Claire Tancons is a curator and scholar invested in the discourse and practice of the postcolonial politics of production and exhibition.

Claire Tancons, Callaloo Company, Chaguaramas, Trinidad and Tobago, 2018
Photo Marlon James

For the last decade, Tancons has charted a distinct curatorial and scholarly path in performance, inflecting global art historical genealogies with African diasporic aesthetics as well as decentring and othering curatorial methodologies as part of a wider reflection on global conditions of cultural production.

Tancons was recently a curator for Sharjah Biennial 14: Leaving the Echo Chamber (with Zoe Butt and Omar Kholeif), which opened in March 2019. Over the last decade, she has curated for established and emerging international biennials such as the Göteborg Biennial (2013), Biennale Bénin (2012), Cape Town Biennial (2009), Prospect.1 New Orleans (2008) and Gwangju Biennale (2008).

As a curator of performance, Tancons organised the first solo New York exhibitions of artists Robin Rhode and Ralph Lemon at Artists Space (2004) and the Kitchen (2007). As the artistic director of large-scale public performances since 2008, Tancons has collaborated with artists/directors Delaney Martin and Mohamed Bourouissa, musicians Christophe Chassol and Arto Lindsay and architect Gia Wolff.

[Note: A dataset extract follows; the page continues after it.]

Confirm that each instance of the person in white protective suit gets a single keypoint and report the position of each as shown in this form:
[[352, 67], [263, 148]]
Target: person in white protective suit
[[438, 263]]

Over the last decade, the processional performances that have become a hallmark of her practice have transformed such iconic public spaces as diverse as Gwangju’s May 18 Democratic Square, Cape Town’s Company Gardens, Göteborg’s Götaplatsen and Miami Beach’s Collins Avenue, Venice’s streets and squares and New Orleans’s backstreets as well as Tate Modern’s Turbine Hall and into sites of participatory experiments and civic interventions.

Tancons was recently a co-curator (with Johanna Auguiac) of the first edition of Tout-Monde, Caribbean Contemporary Arts Festival (organized by the French Embassy Cultural Services, Florida & Puerto Rico), Miami (2018–2019). She served as artistic director of etcetera: a civic ritual, Printemps de Septembre, Toulouse, France (2017).

Other curatorial highlights include Tide by Side, the opening ceremony of Faena Art’s Miami Beach district (2016); Up Hill Down Hall, a BMW Tate Live commission in the Turbine Hall, Tate Modern, London (2014) and En Mas’: Carnival and Performance Art of the Caribbean (with Krista Thompson) organised and presented by Contemporary Arts Center New Orleans and co-organised as a travelling exhibition by Independent Curators International, New York.

Tancons frequently speaks at international art and academic forums, most recently at the Museum of Modern Art’s C-Map’s initiative, at the University of Washington’s Black Embodiments Studio, at SVA’s MA Curatorial Practice, at Creative Time’s Basilea at Art Basel in Basel, at Lafayette Anticipations in Paris. Her writings have been published in Nka: Journal of Contemporary African Art, Small Axe, Third Text and e-flux as well as exhibition catalogues and translated into several languages. Her curatorial practice has been anthologised in The New Curator (London: Laurence King Publishing, 2016) and Perform, Experience, Re-Live: BMW Tate Live Programme (London: Tate Publishing, 2016).

Through Extemporary, her artistic production company, Tancons directed and produced Minshall: Mas of the Millenium, a short documentary feature about Trinidad masman Peter Minshall (in collaboration with Abigail Hadeed), and is currently at work on Moi-Mangrove, a feature-length film about her father, Guadeloupean intellectual Gauthier Tancons, (in collaboration with Caecilia Tripp).

Over the years, Tancons’ independent vision has been supported by a Prince Claus Fund Artistic Production Grant (2009), two Curatorial Research Fellowships from the Foundation for Arts Initiatives (2007, 2009), an Andy Warhol Foundation Curatorial Fellowship (2008), and an Emily Hall Tremaine Exhibition Award (2012). She is the recipient of a 2018 Creative Capital | Andy Warhol Foundation Arts Writers Grant for her book Roadworks: Processional Performance in the New Millennium.

Tancons holds an MA in Museum Studies from École du Louvre, Paris (1999) and an MA in Art History from the Courtauld Institute of Art, London (2000). She is also a former Curatorial Fellow of the Whitney Museum Independent Study Program, New York (2001).

Born in Guadeloupe, Tancons lives in diaspora and works in situ.

Claire Tancons’s work…

…has reached global audiences through a pioneering approach to large-scale performance.

– D. Eric Bookhardt

…is both pioneering a new understanding of Carnival and creating space for performance art outside gallery and museum spaces.

– Will Coviello

…opens new avenues for curatorial thought.